As the data is split into column chunks, adding new data by encoding the new values into a new chunk and file is also easy. The metadata is then updated for the affected files and row groups. Thus, we can say that Parquet is a flexible format.
Parquet natively supports the compression of data using page compression and dictionary encoding techniques. Let’s see a simple example of dictionary compression:
Note that in the above example, we see the IT division 4 times. So, while storing in the dictionary, the format encodes the data with another easy-to-store value (0,1,2…) along with the number of times it’s repeated continuously – IT, IT is changed to 0,2 to save more space. Querying compressed data takes less time.

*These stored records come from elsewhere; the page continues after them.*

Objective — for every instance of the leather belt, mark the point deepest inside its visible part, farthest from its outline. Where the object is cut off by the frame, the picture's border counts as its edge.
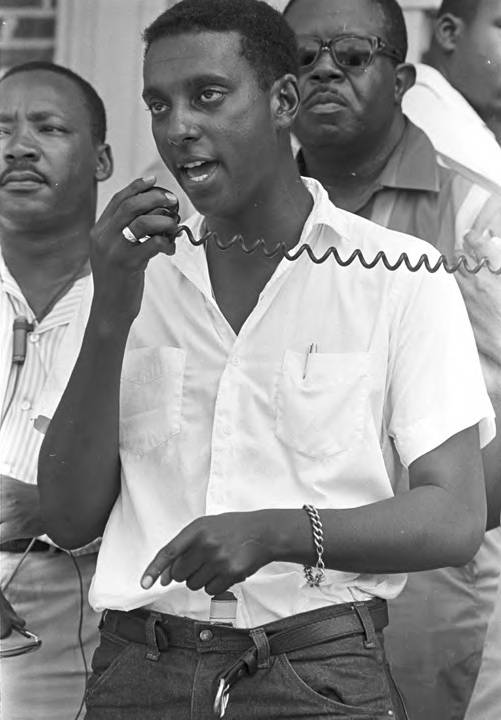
(21, 545)
(340, 621)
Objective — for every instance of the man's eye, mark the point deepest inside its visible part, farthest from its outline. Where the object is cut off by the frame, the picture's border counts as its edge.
(211, 95)
(157, 108)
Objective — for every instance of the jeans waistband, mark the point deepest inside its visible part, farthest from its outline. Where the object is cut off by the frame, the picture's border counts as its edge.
(143, 626)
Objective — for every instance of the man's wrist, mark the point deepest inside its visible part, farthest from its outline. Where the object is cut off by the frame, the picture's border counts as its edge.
(288, 534)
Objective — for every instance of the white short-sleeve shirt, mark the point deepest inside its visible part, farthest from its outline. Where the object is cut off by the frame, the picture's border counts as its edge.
(214, 422)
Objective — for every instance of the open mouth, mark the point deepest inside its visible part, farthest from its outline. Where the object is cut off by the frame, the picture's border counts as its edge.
(22, 180)
(198, 171)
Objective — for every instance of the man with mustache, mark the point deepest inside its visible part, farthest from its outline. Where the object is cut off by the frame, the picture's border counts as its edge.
(52, 155)
(456, 99)
(373, 161)
(230, 413)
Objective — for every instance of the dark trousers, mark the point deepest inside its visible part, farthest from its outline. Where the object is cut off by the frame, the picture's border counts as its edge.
(173, 672)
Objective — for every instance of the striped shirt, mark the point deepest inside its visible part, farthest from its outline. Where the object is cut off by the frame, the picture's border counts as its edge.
(21, 386)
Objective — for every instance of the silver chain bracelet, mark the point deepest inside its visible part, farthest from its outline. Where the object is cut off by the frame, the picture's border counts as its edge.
(315, 575)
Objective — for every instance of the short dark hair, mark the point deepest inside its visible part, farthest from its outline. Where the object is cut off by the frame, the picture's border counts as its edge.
(93, 102)
(396, 29)
(268, 43)
(464, 9)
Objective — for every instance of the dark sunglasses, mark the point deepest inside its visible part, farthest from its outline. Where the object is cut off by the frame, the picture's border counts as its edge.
(350, 52)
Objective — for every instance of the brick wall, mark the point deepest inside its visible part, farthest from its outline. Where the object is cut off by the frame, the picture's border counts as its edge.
(27, 31)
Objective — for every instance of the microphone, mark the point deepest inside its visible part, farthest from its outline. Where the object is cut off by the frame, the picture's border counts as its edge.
(20, 330)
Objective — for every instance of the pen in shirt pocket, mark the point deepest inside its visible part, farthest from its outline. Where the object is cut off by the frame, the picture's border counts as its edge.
(309, 351)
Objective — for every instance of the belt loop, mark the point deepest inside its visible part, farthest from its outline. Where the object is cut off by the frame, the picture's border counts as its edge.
(260, 640)
(152, 650)
(365, 618)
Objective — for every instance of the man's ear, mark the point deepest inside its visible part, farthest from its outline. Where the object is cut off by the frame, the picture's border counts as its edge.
(284, 100)
(405, 77)
(104, 162)
(448, 29)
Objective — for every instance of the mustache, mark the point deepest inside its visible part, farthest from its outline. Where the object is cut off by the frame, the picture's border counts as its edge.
(18, 167)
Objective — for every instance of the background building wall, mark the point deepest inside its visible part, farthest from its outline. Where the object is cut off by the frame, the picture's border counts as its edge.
(101, 40)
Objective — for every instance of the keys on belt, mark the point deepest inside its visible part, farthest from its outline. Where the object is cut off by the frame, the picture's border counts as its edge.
(246, 664)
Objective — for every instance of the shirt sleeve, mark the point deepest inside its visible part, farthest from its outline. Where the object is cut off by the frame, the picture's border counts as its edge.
(435, 387)
(63, 364)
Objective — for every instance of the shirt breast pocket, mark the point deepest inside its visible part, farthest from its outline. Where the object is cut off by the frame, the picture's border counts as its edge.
(151, 394)
(323, 413)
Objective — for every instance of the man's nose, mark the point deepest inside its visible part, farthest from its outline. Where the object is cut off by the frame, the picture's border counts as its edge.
(326, 68)
(182, 127)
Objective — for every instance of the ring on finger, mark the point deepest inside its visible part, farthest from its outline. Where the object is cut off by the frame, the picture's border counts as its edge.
(129, 235)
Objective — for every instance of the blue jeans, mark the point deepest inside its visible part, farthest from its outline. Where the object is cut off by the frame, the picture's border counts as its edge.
(343, 678)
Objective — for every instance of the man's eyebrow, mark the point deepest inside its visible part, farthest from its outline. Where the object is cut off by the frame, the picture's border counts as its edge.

Now that we have a fair idea of how the CSV and Parquet formats look like, its time for some statistics to compare both the formats:
|Row-based storage format.||A hybrid of Row-based and column-based storage formats.|
|It consumes a lot of space as no default compression option is available. For example, a 1TB file will occupy the same space when stored on Amazon S3 or any other cloud.||Compresses data while storing, thus consuming less space. A 1 TB file stored in Parquet format will take up only 130GB of space.|
|Query run time is slow because of the row-based search. For each column, every row of data has to be retrieved.||Query time is about 34 times faster because of the column-based storage and presence of metadata.|
|More data has to be scanned per query.||About 99% less data is scanned for the execution of the query, thus optimizing performance.|
|Most storage devices charge based on the storage space, so CSV format means the high storage cost.||Less storage cost as data is stored in compressed, encoded format.|
|File schema has to be either inferred (leading to errors) or supplied (tedious).||File schema is stored in the metadata.|
|The format is suitable for simple data types.||Parquet is suitable even for complex types like nested schemas, arrays, dictionaries.|
We have seen through examples that Parquet is more efficient than CSV in terms of cost, flexibility, and performance. It is an effective mechanism for storing and retrieving data, especially when the entire world is moving towards cloud storage and space optimization. All major platforms like Azure, AWS, and BigQuery support Parquet format.